In 1995 a family with 3 patients affected by gigantism or acromegaly was described with no association to the immediate vicinity of the MEN1 gene locus (Benlian et al., 1995). In 1997, loss of heterozygosity (LOH) on chromosome 11q13 was reported in pituitary adenomas of 2 siblings with familial acromegaly. This locus comprised the MEN1 gene, so it was suggested that familial acromegaly was either an alternative form of the MEN1 syndrome, or there was an independent gene at the locus nearby which was involved in the pathogenesis (Yamada et al., 1997). A study on 2 additional families confirmed the involvement of the 11q13 locus (Gadelha et al., 2000). The hypothesis of an independent gene was later confirmed by a study on 8 novel families (Soares et al., 2005).
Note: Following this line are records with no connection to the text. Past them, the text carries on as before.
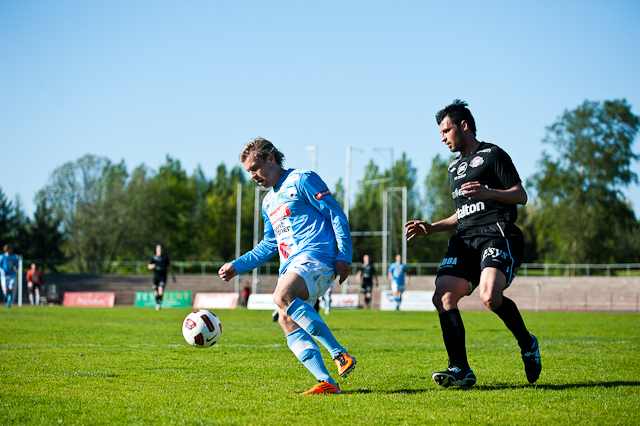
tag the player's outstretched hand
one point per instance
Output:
(417, 228)
(343, 269)
(227, 271)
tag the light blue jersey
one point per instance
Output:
(7, 263)
(301, 218)
(398, 272)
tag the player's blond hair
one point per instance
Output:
(261, 148)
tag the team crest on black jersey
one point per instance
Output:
(477, 161)
(452, 165)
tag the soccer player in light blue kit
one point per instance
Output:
(397, 275)
(304, 223)
(8, 269)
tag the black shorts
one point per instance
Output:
(493, 246)
(159, 282)
(366, 286)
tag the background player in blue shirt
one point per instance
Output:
(8, 269)
(397, 275)
(305, 225)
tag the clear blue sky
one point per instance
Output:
(137, 80)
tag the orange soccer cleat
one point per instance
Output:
(322, 387)
(345, 363)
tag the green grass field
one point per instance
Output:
(89, 366)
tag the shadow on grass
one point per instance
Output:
(497, 387)
(615, 384)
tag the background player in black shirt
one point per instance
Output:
(160, 264)
(367, 277)
(487, 250)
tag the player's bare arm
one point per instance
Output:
(514, 195)
(227, 271)
(421, 228)
(343, 269)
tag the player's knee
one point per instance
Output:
(306, 355)
(491, 300)
(280, 301)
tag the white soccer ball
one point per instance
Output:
(202, 328)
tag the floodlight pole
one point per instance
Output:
(238, 230)
(385, 236)
(255, 274)
(313, 149)
(19, 280)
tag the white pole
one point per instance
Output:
(347, 183)
(385, 203)
(238, 231)
(404, 220)
(314, 157)
(256, 230)
(19, 280)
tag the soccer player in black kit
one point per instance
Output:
(487, 249)
(367, 277)
(160, 264)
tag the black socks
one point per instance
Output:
(453, 335)
(509, 313)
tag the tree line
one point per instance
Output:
(93, 209)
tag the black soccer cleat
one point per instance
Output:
(454, 376)
(532, 363)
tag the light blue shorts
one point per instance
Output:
(318, 276)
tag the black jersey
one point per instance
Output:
(367, 272)
(162, 264)
(492, 167)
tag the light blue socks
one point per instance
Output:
(307, 351)
(308, 319)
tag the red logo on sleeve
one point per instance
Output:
(322, 194)
(279, 213)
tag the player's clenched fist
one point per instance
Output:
(227, 271)
(416, 228)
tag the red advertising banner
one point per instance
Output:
(215, 301)
(89, 300)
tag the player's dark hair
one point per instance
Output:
(457, 112)
(261, 148)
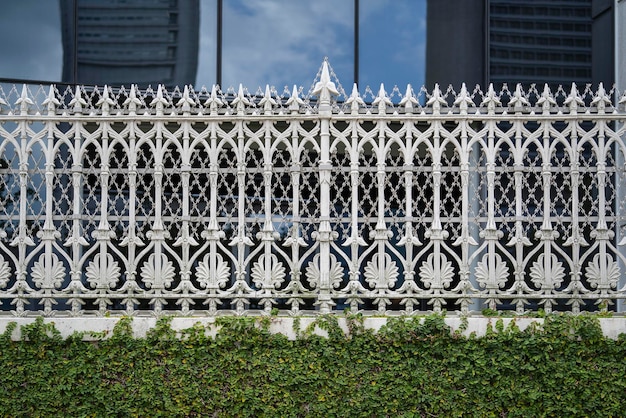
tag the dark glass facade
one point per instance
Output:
(202, 42)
Subsequently the original 4 families with association to the 11q13 area (Benlian et al., 1995; Yamada et al., 1997; Gadelha et al., 2000) as well as 4 of the 8 subsequent families with LOH at 11q13 were shown to harbor an AIP mutation (Figure 2) (Iwata et al., 2007; Leontiou et al., 2008) following the identification of the AIP gene (Vierimaa et al., 2006).
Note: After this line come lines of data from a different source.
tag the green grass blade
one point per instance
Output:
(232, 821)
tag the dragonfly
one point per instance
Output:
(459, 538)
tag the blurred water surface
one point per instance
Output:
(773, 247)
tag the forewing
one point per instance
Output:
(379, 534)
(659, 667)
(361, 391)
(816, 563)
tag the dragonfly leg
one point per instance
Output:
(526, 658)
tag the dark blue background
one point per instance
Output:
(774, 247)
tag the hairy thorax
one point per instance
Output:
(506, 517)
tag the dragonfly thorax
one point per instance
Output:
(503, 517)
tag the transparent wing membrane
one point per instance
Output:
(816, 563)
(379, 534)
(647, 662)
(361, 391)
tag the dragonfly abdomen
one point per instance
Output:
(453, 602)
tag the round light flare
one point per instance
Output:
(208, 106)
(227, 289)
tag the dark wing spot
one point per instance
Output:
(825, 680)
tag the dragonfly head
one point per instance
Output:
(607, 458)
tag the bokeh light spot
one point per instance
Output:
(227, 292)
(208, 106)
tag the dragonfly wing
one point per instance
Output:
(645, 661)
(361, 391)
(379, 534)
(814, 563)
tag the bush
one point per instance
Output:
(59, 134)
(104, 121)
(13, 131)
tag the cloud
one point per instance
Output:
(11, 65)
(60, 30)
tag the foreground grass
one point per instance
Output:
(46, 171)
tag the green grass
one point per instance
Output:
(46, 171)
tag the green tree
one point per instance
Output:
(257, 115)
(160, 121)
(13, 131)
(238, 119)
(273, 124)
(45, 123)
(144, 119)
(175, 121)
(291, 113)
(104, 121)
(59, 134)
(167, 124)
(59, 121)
Recently a number of IRISH FAMILIES have been genetically linked to a patient in the 18th century. If you would like to read further on this topic, please click Irish_Giants.pdf [PDF 1,527KB].

MEN1

Erdheim was the first to describe familial pituitary tumors to occur in the setting of MEN in 1903 (Erdheim J., 1903). Wermer later described a family with four sisters affected with pituitary adenomas, hypercalcemia and adenomatosis of the pancreas and gut. He suggested that the condition was inherited in an autosomal dominant pattern (Wermer P., 1954). In 1989 the MEN1 locus was assigned to Chromosome 11 (11q13) (Thakker, NEJM, 1989). In 1997 the MEN1 gene was cloned (Chandrasekharappa, Science, 1997 and Lemmens, Human Molecular Genetics, 1997).

Carney complex

This syndrome was first described by Aidan Carney in 1985, as "the complex of myxomas, spotty pigmentation and endocrine overactivity" after a thorough study of 40 patients, among whom 10 were familial. Additional evidence for unifying this coexistence of otherwise rare conditions in a unique syndrome was the young age at presentation and the unusual type of involvement of most affected sites, that tended to be multicentric (heart and skin) and bilateral in paired organs (adrenal, breast, and testis). One year later Carney reported observations consistent with a Mendelian dominant inheritance of the syndrome that was designated as Carney complex (CNC) by Bain. This new entity allowed the inclusion of patients presenting cardiocutaneous lesions previously characterized as LAMB (lentigines, atrial myxoma, mucocutaneous myxoma, blue nevi) or NAME (nevi, atrial myxoma, myxoid neurofibroma, ephelide). In 1996 Stratakis et al. using linkage analysis reported a locus potentially linked to CNC on chromosome 2p16, close to the gene encoding proopiomelanocortin and the DNA-mismatch repair genes hMSH2 and hMSH6. However, in 1997, the syndrome was shown to be genetically heterogeneous, and in 1998, a second possible locus located on chromosome 17q2 was also detected. In 2000, two different groups demonstrated that germline mutations in the gene coding the protein kinase A R1alpha regulatory subunit (PKAR1A) located on the locus 17q22-24 were responsible for several phenotypes of CNC. (source: http://www.endotext.org/adrenal/adrenal21/adrenal21.htm)

 

Figure 1. The Hugo brothers, Baptiste (2.30m, 1887-1914) and Antoine Hugo (2.25m, 1876-1916). The first documented case of possible isolated familial acromegaly. Baptiste and Antoine Hugo tower in height above the rest of their immediate family.